For Miller, getting back into farming meant bringing back the way of life he grew up around: “Back to a time when it wasn’t all about numbers and quantity, it was more about the practices, care, and time that you put into farming.”
There was no question that his farm would use sustainable practices. “Resources are finite, and you have to have those things available for the next generation,” he says. But Miller quickly realized that this wouldn’t be possible without support.
“There was no market for me in the commercial system.
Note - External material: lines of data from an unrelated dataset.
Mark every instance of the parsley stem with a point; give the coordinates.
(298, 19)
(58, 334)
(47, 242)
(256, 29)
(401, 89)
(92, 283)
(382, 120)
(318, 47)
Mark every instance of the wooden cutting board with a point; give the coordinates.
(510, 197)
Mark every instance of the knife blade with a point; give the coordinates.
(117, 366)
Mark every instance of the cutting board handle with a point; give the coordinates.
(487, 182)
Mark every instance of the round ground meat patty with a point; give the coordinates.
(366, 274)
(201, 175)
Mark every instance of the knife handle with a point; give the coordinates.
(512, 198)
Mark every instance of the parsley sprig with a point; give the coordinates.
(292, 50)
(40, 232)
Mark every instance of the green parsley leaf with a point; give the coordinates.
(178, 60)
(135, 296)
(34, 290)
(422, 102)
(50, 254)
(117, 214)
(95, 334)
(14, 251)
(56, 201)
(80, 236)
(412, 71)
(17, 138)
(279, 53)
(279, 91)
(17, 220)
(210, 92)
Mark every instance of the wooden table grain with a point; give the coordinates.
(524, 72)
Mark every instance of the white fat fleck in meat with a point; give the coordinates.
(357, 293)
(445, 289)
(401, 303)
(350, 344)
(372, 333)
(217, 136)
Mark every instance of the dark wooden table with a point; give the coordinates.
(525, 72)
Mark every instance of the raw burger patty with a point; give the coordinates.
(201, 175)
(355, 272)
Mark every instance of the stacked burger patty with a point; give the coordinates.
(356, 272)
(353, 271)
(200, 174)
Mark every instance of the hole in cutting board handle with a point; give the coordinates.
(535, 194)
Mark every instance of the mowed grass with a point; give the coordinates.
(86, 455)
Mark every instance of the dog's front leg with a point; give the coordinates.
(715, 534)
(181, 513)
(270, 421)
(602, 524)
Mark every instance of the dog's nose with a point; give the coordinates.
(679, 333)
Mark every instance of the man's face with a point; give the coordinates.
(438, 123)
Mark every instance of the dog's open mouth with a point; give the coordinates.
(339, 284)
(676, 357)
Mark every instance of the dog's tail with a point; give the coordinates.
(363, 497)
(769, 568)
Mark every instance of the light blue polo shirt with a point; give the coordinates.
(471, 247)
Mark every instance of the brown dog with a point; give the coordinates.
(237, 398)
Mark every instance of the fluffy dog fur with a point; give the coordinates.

I wanted to raise pigs in the same manner that my grandfather did, and the commercial industry just doesn’t reward those practices,” Miller says. “I was quitting the hog business, because the way I wanted to do it and the way the industry is today didn’t mesh.”
Around this time, a colleague at John Deere connected Miller with a fellow farmer raising hogs for Niman Ranch, a network of more than 750 small, independent U.S. family farmers and ranchers. Niman Ranch farmers uphold high standards of sustainable and humane farming, so it was a natural partnership for Miller—it provided the market that he needed to keep going.
“It made it profitable. Without them, my farm couldn’t exist,” he says.
This network allowed true sustainability for Miller’s farm that wouldn’t be possible on his own, he says: “Sustainability has to go across the entire spectrum. I can have a sustainable operation, but if I don’t have a sustainable market outlet, there’s a missing piece of the puzzle.”
In the future, Miller hopes to retire early from his day job and work on the farm full-time. Until then, he’s sharing his story to raise awareness about the importance of sustainable and humane farming practices.
“Twenty-five years ago, there was nothing but paper magazines. We didn’t have the channels of communication to connect people in different parts of the world like you do today,” he says. “Now, someone can read my perspective who’s not around this lifestyle at all.”
Miller sees a growing interest in where food comes from, especially compared to his childhood, when humanely raised and antibiotic-free products were hard to find on grocery shelves.
“It’s trendy among the younger generations to know where your food comes from,” he says. “That gives me hope because it feeds an industry like this. I can adhere to those principles whereas a large, commercial producer cannot.”